Hedda is left alone with Lovborg, who reveals the truth to her - that he's lost the manuscript. Lovborg implies that now he must kill himself, and Hedda encourages him to "make it beautiful." She tells him never to return again, and gives him one of her pistols "as a memento." He says that he recognizes the pistol - it was the same one she pointed at him years before - and says that she should have used it on him then, but she replies that he can use it now. Lovborg leaves, fully intending to commit suicide. Upon his exit, Hedda sits down by the fire and burns Lovborg's manuscript.


In Brack, Hedda sees a man whose thirst for control frightens even her. The moment Brack senses that Lovborg might become part of their new "triangle" he immediately threatens Hedda, saying that he will not protect the Tesmans if they fall into disrepute. Hedda says ominously, "I am heartily glad you have no power or control over me at all," and we immediately sense the subtext behind her words: for all of the lack of control Hedda has had in her own life, she fundamentally believes in free will - hence her obsession with pistols, which serve as a perpetual reminder that it is she who decides who lives and who dies.

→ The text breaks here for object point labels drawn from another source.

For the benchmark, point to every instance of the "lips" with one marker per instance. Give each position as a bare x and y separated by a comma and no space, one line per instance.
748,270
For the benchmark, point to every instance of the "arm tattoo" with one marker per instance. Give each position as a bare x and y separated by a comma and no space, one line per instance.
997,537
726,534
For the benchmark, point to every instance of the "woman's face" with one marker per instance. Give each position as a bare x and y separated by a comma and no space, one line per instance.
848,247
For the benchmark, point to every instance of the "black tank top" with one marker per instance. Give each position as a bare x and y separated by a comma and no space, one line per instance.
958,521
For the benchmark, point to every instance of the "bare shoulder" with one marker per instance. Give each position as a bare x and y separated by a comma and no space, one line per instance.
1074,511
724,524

There is, however, a rather sadistic game-playing element to Hedda's character that cannot be dismissed. In a sense, she sees society as a parlor game - one must behave and keep up one's reputation, all the while trying to conceal darker impulses and motivations. When one loses by succumbing to scandal or revealing these darker impulses or motivations, time is "up" and the consequences must be acknowledged. On one level, this explains her marriage - she "danced around" and tried different men until she likely saw that her reputation was at stake and had to marry Jorgen to remain a part of society. Even more, however, Hedda believes that the only natural option is death when scandal subsumes one's character. She puts an abrupt end to her scheming whenever her own reputation seems poised to fall into disrepute - for that would mean that she too would now have to check out of life's parlor game.

Hedda is a highly idiosyncratic character, but Ibsen nevertheless appears to view society's stiff repercussions for individuality with some disdain. In a sense, it is the opinions and perceptions of the community that seem to dictate all of the important decisions of an individual's life - when they marry, who they marry, when they have children, what they do for a living, how they live, and when they die.

Hedda, in her own way, seems to have declared herself judge, jury, and executioner, assimilating all of the necessary information and ushering people towards the realization of their deepest desires. The only character she can't seem to fend off is Brack, who seems even more intent on controlling people than Hedda herself. In her efforts to play the game and rid herself of Brack's threats, Hedda destroys Lovborg: the absence of Lovborg means that Brack can no longer hold the threat of ruining Hedda's reputation over her head.

In the fourth act, all of these threads in this drawing-room reenactment of life converge in a final struggle for power and control. Hedda has essentially commanded Lovborg to his grave; Brack will be left without his prime source of control over Hedda; Mrs. Elvsted has lost her love; Tesman will return to find that the manuscript he entrusted to his wife has seemingly evaporated. Hedda is very much the ringmaster at the end of the fourth act, but can she maintain this level of control, or will her need for power be her undoing?